I'm trying to solve
$\frac{d^2y}{dt^2}+\frac{2dy}{dt}+10y=0$
Initial values $t=0$, $y=1$, $\frac{dy}{dt}=0$, $h=\frac{1}{1000}$.
Problem: Find $y$ when $t=1$ using the Heun Method to approximate it.
First I try to calculate it exactly using math, then compare it to the python program I made. The results were different so I am not sure where I got lost.

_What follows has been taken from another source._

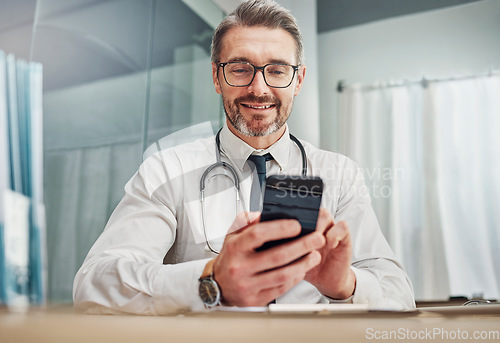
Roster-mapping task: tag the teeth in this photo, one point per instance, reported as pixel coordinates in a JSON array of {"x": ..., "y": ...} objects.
[{"x": 259, "y": 107}]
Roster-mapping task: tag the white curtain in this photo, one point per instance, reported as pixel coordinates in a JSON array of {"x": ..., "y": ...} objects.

This is how I did it using math.
Let $\frac{dy}{dt}=z$.
Then I get two equations
$\frac{dy}{dt}=z=f_1(t,y,z),y(0)=1$
$\frac{dz}{dt}=-2z-10y=f_2(t,y,z),z(0)=0$
Since $1y''+2y'+10y=0$ doesn't have real roots, I get this form
$y=e^{-t}(c_1cos(3t)+c_2sin(3t))$
From that I get two equations
$y=e^{-t}(c_1cos(3t)+c_2sin(3t))$
$\frac{dy}{dt}=-e^{-t}((c_2+3c_1)sin(3t)+(c_1-3c_2)cos(3t))$
If I sub in $y=1, t=0$ and $\frac{dy}{dt}=0$, I get $c_1=1, c_2=\frac{1}{3}$
Then if I solve for $y$ with $t=1$, $c_1=1, c_2=\frac{1}{3}$, I get ~$0.37$.
In my python program, I have:
def f1(t,y,z):
return z
def f2(t,y,z):
return -2*z - 10*y
t=0
y=1
z=0
h=1/1000.
while t<1:
k1y=f1(t,y,z)
k1z=f2(t,y,z)
k2y=f1(t+h,y+h*k1y,z+h*k1z)
k2z=f2(t+h,y+h*k1y,z+h*k1z)
t+=h
y+=h*0.5*(k1y+k2y)
z+=h*0.5*(k1z+k2z)
print y
And it prints $-0.346891856552$
I would expect them to be pretty much the same number. Does anyone know whats wrong?
Thanks
When you converted the 2nd order ODE into the equivalent 1st order system of two ODE's, you put a typo in the second equation. Where you wrote $\frac{dz}{dt}=-2z-y=f_2(t,y,z),z(0)=0$, you should actually have $\frac{dz}{dt}=-2z-\color{#ff0000}{10}y=f_2(t,y,z),z(0)=0$. You made the same omission in your python code.